А ещё честно признался, что отец хотел завалить Вику.

— Да с ним всё понятно. Ещё с того момента, как он ушёл, — вздохнула мама, — Но школа государственная, так что, думаю, сильно разойтись он не сможет. Просто берегите себя, хорошо? И давайте не будем о нём. Давайте сегодня… о хорошем.

«Не переживай мам. Скоро он вообще ничего не сможет», — я едва сдержался, чтобы это не сказать.

Под конец мы порадовались ещё больше, пообсуждали будущее, и пошли на боковую.

Мы с сестрой уже улеглись, как вдруг я услышал:

— Спасибо.

— М? — отвечал я сквозь сон.

— Я поступила благодаря тебе. Спасибо, Костя. Большое… спасибо.

— М… мхм, — кивнул я, — Мои обещания… истина… мхм…

— Дурак ты, — улыбнулась сестра и наконец легла спать, впервые за всё время ощущая надежду на счастливое, светлое будущее.

* * *

Я проснулся.
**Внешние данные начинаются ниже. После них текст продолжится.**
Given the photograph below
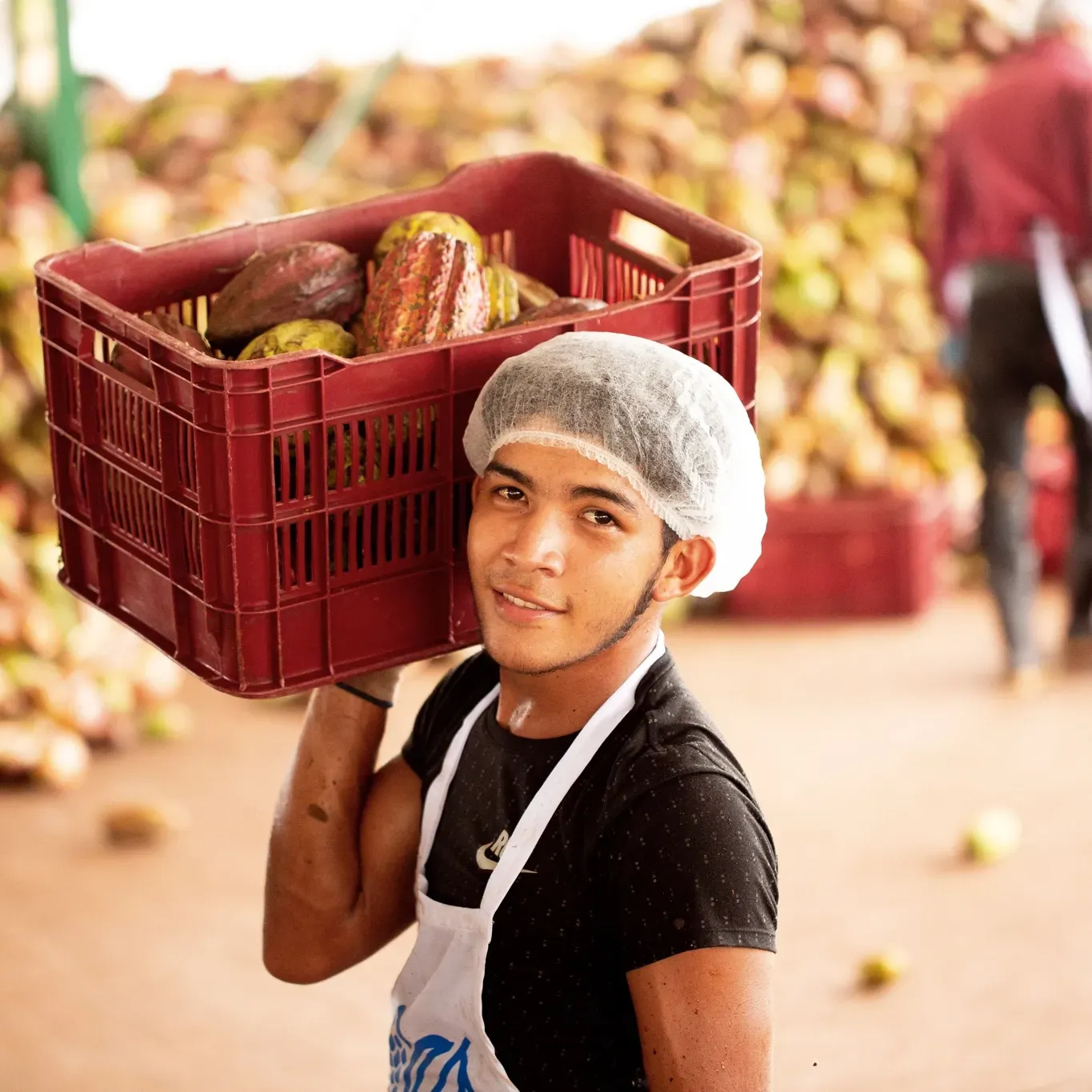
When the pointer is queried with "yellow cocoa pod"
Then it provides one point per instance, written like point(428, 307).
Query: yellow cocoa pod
point(443, 223)
point(503, 294)
point(301, 334)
Голова чуть-чуть побаливала, но в целом не критично. Не знаю почему. А вот горло…

Тоже болело, ёшкин кот.

Однако! Болело оно намного меньше вчерашнего и, я даже мог говорить без сильного желания зажмуриться. По примерным подсчётам аналитического отдела моего мозга, — а именно одной мозговой клетки, — я излечился процентов на сорок.